To investigate the levels of inducible nitric oxide synthase (iNOS) and cytokines, RAW264.7 cells (1 mL, 1× 105 cells/well) were treated with different concentrations of polysaccharides (1, 3, 6, and 12 μg/mL) at 37°C in the presence of 5% CO2 for 18 h. The RNA was extracted from the cells using the TRIzol reagent (Invitrogen, Carlsbad, CA, USA) according to the manufacturer’s protocol and kept at −80°C until use. The concentration of the extracted RNA was measured via a spectrophotometer before constructing cDNA with an oligo(dT)20 primer and Superscript III RT (Invitrogen). The resulting cDNA was amplified by PCR using GoTaq Flexi DNA Polymerase (Promega, Madison, WI, USA). Reverse transcriptase amplification was conducted with an initial denaturation at 94°C for 3 min and 30 cycles of denaturation (94°C for 30 s), annealing (56°C for 40 s) and extension (72°C for 1 min) followed by a final extension step at 72 °C for 10 min. The products of RT-PCR were separated by gel electrophoresis using 1% agarose gel stained with ethidium bromide, and the gels were viewed under UV transillumination (Kodak Digital Science, Kennesaw, GA, USA). The results were expressed by the relative intensity compared with that of β-actin. The sequences of primer used in this experiment were shown in Table 1.

Table 1.

Sequences of oligo (dT) primers used for RT-PCR

Gene Primer sequences (5′→3′)
iNOS Forward CTGCAGCACTTGGATCAGGAACCTG
Reverse GGGAGTAGC CTGTGTGCACCTGGAA
IL-1β Forward ATGGCAACTATTCCAGAACTCAACT
Reverse CAGGACAGGTATAGATTCTTTCCTTT
IL-6 Forward TTCCTCTCTGCAAGAGACT
Reverse TGTATCTCTCTGAAGGACT
IL-10 Forward TACCTGGTAGAAGTGATGCC
Reverse CATCATGTATGCTTCTATGC
IL-12 Forward CCACAAAGGAGGCGAGACTC
Reverse CTCTACGAGGAACGCACCTT
β-Actin Forward ATGTGCAAAAAGCTGGCTTTG
Reverse ATTTGTGGTGGATGATGGAGG

Glycosidic linkage analysis of F1 fraction

The F1 fraction was per-methylated according to the method of Ciucanu and Kerek with slight modifications (16). The samples (3 mg) were dissolved in 0.5 mL of dimethylsulfoxide under nitrogen, and then methylated with 0.3 mL of methyl iodide and 20 mg of dried NaOH powder.
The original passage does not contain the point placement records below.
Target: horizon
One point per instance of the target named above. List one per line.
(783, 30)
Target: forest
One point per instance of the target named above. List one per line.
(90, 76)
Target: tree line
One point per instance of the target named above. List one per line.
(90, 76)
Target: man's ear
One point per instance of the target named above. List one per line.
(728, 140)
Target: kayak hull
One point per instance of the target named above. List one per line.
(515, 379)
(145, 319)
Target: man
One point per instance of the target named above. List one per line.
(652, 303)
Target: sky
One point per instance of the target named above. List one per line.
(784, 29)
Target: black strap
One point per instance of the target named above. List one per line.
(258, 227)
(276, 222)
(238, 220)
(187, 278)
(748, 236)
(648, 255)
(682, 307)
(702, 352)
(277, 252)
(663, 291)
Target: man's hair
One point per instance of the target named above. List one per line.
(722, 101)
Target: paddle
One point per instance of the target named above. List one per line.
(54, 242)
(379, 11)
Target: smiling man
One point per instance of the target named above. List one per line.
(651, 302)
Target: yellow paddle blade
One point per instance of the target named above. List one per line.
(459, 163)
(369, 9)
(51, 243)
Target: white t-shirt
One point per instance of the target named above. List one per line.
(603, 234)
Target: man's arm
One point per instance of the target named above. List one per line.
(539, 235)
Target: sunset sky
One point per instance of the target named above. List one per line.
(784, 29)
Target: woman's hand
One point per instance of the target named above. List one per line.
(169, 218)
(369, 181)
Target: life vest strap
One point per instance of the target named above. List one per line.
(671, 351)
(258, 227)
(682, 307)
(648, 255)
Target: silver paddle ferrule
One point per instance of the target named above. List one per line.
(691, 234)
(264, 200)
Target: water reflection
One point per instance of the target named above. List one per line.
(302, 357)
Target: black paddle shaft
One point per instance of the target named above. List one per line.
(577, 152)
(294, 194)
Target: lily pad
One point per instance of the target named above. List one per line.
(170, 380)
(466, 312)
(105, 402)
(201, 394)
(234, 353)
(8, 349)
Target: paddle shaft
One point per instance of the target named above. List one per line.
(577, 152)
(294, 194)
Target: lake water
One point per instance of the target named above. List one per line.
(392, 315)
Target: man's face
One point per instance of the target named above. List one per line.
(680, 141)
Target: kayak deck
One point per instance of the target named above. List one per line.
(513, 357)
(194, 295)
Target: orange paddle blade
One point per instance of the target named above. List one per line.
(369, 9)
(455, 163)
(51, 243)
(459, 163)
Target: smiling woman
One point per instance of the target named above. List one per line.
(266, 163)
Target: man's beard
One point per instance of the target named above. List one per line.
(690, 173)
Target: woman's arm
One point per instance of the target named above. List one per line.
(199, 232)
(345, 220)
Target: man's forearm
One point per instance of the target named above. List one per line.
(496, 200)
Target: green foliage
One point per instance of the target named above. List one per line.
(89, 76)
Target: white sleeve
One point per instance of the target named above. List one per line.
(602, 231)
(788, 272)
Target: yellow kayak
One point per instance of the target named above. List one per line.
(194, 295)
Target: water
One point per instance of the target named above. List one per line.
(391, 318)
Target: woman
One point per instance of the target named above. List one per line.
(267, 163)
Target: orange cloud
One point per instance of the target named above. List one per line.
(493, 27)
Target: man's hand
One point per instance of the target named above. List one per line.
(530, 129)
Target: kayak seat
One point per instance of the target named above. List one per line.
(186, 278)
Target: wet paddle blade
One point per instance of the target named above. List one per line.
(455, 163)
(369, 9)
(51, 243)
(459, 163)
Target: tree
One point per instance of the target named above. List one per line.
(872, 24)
Partially methylated alditol acetate was prepared from the fully methylated sample by acid hydrolysis with 4 M TFA at 100°C for 6 h. The hydrolysates were reduced in water with NaBD4, and acetylated with acetic anhydride. The derivative, a partially methylated alditol acetate, was analyzed by GC-MS (6890N/MSD 5973, Agilent Technologies). Helium was used as the carrier gas at a constant flow rate of 1.2 mL/min. The oven temperature was programmed to increase from 160 to 210°C in 10 min and 240°C in 10 min at an increase of 5°C/min. The inlet temperature was kept constant at 250°C. The mass range was 35~450 (m/z), and peak assignments were based on retention time and mass spectra.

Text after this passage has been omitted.